/CryptoClustering

Demonstrates my knowledge in the use of Python and unsupervised learning to determine if cryptocurrency is affected by 24-hour or 7-day price changes.

Primary LanguageJupyter Notebook

📖 Crypto Clustering - Unsupervised Machine Learning Project

📌 Project Overview

This project applies unsupervised machine learning techniques to analyze cryptocurrency market data. Using K-Means clustering, we group cryptocurrencies based on their 24-hour and 7-day price changes. Additionally, we optimize the clustering process by reducing dimensionality with Principal Component Analysis (PCA).

📁 Files in This Repository

📙 Crypto_Clustering.ipynb - The main Jupyter Notebook containing all the code and analysis.

📊 crypto_market_data.csv - The dataset used for clustering cryptocurrencies.

🗒️ README.md - This file, providing an overview of the project.

🛠 Technologies Used

🐍 Python

📙 Jupyter Notebook

🐼 Pandas

🤓 Scikit-learn (for K-Means & PCA)

📉 hvPlot (for interactive data visualization)

📊 Steps Completed

1️⃣ Data Preprocessing

  • Loaded the crypto_market_data.csv dataset.

  • Standardized numerical features using StandardScaler().

2️⃣ Finding the Best k (Elbow Method)

  • Applied K-Means clustering to the scaled dataset.

  • Used the Elbow Method to determine the optimal number of clusters.

3️⃣ Clustering Cryptocurrencies

  • Applied K-Means with the best k value to group cryptocurrencies.

  • Visualized the results using hvPlot scatter plots.

4️⃣ Dimensionality Reduction with PCA

  • Reduced the dataset to 3 principal components.

  • Calculated the total explained variance.

5️⃣ Finding the Best k Using PCA Data

  • Re-ran the Elbow Method on PCA-transformed data.

  • Determined whether k changed after PCA optimization.

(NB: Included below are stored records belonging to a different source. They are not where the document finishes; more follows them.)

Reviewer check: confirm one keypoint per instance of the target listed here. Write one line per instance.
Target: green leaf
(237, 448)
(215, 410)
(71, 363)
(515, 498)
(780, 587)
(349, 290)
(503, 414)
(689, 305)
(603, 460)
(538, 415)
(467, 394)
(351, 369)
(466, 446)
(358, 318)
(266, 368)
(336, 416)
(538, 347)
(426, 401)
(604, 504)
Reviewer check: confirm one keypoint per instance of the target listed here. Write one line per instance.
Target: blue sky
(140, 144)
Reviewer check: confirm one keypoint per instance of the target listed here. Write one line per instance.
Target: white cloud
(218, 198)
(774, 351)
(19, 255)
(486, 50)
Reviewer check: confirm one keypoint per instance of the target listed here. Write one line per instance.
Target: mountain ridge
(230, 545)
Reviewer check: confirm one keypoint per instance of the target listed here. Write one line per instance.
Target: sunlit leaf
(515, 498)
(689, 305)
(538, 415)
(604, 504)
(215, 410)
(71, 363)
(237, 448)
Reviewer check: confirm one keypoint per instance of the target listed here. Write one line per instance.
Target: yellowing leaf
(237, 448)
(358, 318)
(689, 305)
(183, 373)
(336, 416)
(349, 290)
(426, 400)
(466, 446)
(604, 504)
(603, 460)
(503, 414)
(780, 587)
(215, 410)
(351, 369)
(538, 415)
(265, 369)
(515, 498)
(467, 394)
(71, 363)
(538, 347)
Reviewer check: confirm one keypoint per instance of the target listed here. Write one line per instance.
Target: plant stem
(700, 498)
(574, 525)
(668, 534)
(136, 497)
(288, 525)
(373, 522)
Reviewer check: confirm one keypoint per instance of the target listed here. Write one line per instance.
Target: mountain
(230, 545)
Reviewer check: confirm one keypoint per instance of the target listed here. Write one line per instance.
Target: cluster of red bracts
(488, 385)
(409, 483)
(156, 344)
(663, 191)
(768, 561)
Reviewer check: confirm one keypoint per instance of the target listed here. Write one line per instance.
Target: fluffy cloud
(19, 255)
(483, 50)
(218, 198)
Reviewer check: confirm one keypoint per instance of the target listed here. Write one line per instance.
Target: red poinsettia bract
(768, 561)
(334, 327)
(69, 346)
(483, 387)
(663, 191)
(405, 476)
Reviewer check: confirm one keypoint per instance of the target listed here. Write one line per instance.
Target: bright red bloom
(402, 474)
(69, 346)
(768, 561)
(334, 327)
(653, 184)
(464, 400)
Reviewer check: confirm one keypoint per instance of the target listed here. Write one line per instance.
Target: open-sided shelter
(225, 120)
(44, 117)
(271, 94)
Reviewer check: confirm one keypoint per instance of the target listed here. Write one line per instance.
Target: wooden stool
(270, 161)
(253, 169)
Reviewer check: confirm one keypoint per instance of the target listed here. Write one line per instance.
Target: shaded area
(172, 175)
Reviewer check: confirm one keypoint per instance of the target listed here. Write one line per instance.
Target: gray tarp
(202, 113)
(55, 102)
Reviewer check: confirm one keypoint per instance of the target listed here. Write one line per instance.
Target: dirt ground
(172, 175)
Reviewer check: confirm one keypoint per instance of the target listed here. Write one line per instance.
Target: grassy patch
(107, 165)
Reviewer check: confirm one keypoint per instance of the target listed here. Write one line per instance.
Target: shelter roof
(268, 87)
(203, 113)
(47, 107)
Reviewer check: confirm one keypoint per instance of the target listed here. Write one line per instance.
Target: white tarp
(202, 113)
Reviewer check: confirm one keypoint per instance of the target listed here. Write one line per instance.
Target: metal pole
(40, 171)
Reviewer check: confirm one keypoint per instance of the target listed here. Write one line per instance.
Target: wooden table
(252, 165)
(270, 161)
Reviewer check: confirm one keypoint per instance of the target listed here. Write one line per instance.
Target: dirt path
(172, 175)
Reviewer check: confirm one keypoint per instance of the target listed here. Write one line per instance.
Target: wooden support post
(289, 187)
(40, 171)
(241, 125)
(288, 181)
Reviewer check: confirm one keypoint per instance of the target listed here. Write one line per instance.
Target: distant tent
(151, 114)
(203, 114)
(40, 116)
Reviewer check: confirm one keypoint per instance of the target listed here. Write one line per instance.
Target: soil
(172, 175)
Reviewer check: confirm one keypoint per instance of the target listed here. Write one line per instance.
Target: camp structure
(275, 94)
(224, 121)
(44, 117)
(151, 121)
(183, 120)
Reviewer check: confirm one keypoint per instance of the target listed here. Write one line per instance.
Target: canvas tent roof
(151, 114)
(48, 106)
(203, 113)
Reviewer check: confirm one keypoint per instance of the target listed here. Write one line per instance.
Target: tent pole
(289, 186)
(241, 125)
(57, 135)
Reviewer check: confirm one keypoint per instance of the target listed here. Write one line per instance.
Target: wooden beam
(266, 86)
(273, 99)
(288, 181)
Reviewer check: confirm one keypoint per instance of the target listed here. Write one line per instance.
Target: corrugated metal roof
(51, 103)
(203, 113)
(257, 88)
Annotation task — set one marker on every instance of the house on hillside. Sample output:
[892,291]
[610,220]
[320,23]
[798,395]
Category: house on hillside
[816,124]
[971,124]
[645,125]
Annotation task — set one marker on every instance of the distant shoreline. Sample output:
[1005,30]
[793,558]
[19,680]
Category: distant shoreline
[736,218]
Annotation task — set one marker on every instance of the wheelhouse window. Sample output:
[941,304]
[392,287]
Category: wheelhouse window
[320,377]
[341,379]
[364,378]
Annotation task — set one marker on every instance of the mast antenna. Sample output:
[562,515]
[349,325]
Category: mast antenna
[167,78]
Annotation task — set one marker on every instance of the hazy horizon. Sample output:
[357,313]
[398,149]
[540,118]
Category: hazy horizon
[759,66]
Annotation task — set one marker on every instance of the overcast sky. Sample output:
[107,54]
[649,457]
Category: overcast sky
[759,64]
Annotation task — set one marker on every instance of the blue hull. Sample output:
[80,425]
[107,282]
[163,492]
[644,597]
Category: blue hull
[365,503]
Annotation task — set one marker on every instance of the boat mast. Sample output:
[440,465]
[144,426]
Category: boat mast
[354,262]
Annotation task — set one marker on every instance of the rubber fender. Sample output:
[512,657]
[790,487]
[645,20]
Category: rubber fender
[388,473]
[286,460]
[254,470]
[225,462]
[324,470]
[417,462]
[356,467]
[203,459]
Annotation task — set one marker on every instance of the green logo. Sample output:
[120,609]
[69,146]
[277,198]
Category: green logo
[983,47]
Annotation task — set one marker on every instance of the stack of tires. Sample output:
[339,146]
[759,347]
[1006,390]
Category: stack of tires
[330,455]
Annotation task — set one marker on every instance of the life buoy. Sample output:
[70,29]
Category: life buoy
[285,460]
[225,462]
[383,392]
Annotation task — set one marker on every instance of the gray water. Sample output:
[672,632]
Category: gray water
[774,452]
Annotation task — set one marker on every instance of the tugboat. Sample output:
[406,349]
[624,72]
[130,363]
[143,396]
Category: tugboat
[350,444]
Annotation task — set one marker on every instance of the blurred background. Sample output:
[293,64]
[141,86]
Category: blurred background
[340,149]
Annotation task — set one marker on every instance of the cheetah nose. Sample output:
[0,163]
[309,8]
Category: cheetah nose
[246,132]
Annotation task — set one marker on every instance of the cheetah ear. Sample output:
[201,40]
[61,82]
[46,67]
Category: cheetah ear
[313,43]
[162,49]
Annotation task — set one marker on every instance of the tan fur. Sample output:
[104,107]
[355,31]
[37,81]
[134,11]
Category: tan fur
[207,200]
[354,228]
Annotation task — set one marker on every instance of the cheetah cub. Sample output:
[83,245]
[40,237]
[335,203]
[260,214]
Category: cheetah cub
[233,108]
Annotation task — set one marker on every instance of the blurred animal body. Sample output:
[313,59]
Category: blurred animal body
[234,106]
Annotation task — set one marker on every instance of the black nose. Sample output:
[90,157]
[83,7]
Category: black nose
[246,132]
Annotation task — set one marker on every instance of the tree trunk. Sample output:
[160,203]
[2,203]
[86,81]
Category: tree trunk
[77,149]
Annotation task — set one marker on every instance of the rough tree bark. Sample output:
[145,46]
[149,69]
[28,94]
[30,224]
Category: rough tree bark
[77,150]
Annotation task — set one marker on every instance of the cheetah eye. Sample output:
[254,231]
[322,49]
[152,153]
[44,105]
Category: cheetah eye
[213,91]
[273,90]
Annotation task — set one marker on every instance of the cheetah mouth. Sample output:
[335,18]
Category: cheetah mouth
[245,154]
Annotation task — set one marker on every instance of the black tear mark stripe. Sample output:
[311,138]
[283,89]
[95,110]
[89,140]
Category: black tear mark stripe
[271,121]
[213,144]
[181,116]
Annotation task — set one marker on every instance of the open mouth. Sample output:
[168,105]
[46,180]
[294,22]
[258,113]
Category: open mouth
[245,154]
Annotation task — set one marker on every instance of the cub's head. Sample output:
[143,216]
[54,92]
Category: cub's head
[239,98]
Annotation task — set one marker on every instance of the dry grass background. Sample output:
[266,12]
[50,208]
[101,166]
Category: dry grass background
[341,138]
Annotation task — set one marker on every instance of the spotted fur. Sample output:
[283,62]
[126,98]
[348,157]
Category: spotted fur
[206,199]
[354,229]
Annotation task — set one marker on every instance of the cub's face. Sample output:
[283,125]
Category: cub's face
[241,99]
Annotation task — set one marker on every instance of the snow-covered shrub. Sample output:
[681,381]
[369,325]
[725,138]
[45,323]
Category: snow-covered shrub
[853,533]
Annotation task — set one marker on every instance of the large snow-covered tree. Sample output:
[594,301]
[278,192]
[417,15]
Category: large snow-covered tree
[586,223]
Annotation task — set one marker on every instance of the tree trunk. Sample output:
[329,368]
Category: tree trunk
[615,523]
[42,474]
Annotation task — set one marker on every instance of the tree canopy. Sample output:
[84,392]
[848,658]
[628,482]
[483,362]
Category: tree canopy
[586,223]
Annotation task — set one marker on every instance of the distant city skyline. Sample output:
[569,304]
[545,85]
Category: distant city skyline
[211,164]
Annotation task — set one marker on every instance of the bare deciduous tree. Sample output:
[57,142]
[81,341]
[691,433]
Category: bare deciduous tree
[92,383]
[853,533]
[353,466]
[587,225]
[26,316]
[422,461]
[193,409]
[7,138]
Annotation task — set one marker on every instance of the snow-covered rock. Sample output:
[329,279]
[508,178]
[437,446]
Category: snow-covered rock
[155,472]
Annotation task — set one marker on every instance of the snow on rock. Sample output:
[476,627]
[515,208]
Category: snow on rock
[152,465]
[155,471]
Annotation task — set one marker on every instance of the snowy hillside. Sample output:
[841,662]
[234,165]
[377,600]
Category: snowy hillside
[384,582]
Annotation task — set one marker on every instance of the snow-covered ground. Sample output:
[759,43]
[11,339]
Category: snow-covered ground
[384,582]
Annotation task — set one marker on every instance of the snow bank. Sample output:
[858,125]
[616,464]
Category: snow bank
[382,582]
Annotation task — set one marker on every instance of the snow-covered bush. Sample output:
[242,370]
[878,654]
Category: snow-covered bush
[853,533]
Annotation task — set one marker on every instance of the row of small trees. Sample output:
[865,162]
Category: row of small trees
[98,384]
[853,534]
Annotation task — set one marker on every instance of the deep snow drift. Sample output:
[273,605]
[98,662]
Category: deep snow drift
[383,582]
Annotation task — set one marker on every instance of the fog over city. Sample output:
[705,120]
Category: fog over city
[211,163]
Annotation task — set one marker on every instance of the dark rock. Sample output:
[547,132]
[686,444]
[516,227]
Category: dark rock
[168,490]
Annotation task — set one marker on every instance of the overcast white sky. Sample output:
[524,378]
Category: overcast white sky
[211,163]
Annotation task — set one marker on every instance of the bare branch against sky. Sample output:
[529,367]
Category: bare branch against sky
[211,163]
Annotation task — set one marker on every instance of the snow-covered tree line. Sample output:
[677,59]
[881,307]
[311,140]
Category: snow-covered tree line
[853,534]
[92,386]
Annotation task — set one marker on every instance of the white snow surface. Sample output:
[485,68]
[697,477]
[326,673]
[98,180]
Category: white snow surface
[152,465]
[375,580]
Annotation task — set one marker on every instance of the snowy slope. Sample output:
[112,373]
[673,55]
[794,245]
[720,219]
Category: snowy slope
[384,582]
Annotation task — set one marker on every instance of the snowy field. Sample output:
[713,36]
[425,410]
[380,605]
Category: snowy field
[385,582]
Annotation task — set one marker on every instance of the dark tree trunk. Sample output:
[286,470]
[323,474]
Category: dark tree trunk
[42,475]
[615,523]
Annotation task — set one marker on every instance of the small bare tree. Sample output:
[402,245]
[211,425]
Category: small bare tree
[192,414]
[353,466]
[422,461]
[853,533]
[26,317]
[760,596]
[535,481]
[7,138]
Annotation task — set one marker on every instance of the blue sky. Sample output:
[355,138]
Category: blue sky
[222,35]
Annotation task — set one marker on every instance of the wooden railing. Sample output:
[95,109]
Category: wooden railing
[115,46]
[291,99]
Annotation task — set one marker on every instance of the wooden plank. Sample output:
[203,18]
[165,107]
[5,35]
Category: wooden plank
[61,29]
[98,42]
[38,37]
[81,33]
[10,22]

6️⃣ Clustering with PCA Data

  • Applied K-Means clustering on the PCA-transformed data.

  • Visualized the new clusters.

7️⃣ Comparing Results

  • Compared original clustering vs. PCA clustering.

  • Analyzed the impact of reducing features with PCA.

📌 Key Findings

  • The best k value for clustering was found using the Elbow Method (4).

  • PCA helped reduce dimensionality while retaining most of the data variance.

  • The clustering results changed slightly after PCA.

📥 Installation & Setup

1️⃣ Clone this repository:

git clone https://github.com/Sharkb8t/CryptoClustering.git

3️⃣ Install required libraries (if not already installed):

pip install pandas scikit-learn hvplot

2️⃣ Open Jupyter Notebook Crypto_Clustering and run all cells sequentially.